The house we had come to was surrounded by scaffolding. Teams of workers were repairing cracks in walls, restoring fallen chimneys, replacing glass in broken windows, fitting new roof tiles.
The men with me ignored my questions except to say that the boss would explain everything, and we entered.
The interior of the house, like the outside, was a mess. A marble staircase leading to the next floor was cracked and propped up by heavy timber poles. We went up. It was safe enough, but you had to watch where you stepped.
We walked along a passage. Huge cracks ran across the walls in jagged patterns. Plaster had fallen off in chunks and the ceilings were starting to sag. I noticed frames holding broken pieces of mirror which had not yet fallen out. Pictures hanging on the wall had lost glass the same way. Planks had been laid where the floor was in a dangerous state.
There were more workers inside. Painters, plasterers, electricians, and carpenters all busy cleaning up and repairing. Their work-lights and tools were drawing power from cables that snaked through the broken windows down to an electrical generator in the garden. It was a big one, even through noise they were making inside the house I could hear the engine running. We walked the plank over holes in the floor and went further into the house, then into a room which had seen better times. It too was decorated with, a spider web of cracks and some holes where lumps of plaster had fallen out.
I met the boss in that room. He was a big man in a wheel-chair, seated at a desk that seemed to have suffered disasters along with the rest of the house. He was black bearded, but bald on top. It looked as though hair fallen from his head had got stuck on the way down and joined his eyebrows and beard.

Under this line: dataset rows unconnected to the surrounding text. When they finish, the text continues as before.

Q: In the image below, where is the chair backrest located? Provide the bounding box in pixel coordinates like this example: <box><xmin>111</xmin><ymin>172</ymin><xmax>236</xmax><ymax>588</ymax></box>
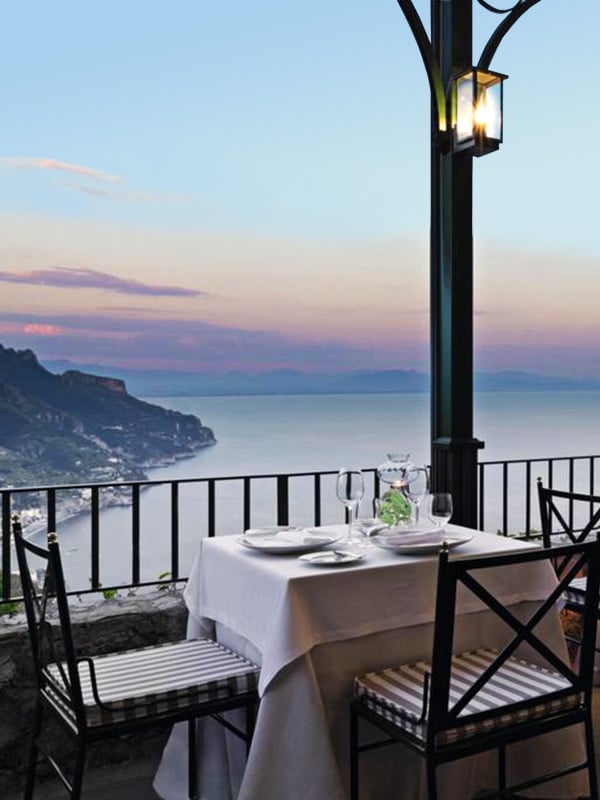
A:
<box><xmin>537</xmin><ymin>478</ymin><xmax>600</xmax><ymax>547</ymax></box>
<box><xmin>428</xmin><ymin>541</ymin><xmax>600</xmax><ymax>739</ymax></box>
<box><xmin>12</xmin><ymin>517</ymin><xmax>85</xmax><ymax>723</ymax></box>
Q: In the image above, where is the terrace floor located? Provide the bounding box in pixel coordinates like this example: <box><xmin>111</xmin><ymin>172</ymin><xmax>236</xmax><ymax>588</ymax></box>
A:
<box><xmin>2</xmin><ymin>688</ymin><xmax>600</xmax><ymax>800</ymax></box>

The beard was so thick and his face so covered by hair that he seemed to be glaring at me through heavy shrubbery. Neither of us was impressed with what we saw. 'They're getting younger,' he said.
“Yair, we're running out of the older blokes.”
At that moment it became clear. This was the man responsible for all the disappearances. I turned to run, but too late. His goons caught me by both arms and held on. I wasn't running anywhere.
It's alright, lad,' said the bearded one. 'I'm just offering you a job. It's worth two hundred and fifty a day, plus expenses.'
At least a dozen enquiry agents had disappeared in the past few months along with my Dad.
'What have you done with my father?'
'Your father? What's his name?'
'William Mason -- Bill.Mason'
He looked at me and muttered. 'Mason? Mason?' Enlightenment came. 'Oh yeah, I remember, quiet sort of guy. I employed him too. He's out there somewhere trying to find my niece and her daughter.'
My Dad, off somewhere looking for missing people?? That wasn’t his style. He preferred to be known as an 'Enquiry Agent' rather than detective, and specialized in finding people who had run away, been kidnapped, or were lost. But the man's story was the most unlikely I had heard for a while. To find anyone who disappeared Dad would have demanded their computer, their files, memory sticks and the like. That was where he always started, and he wouldn't have gone off without telling us.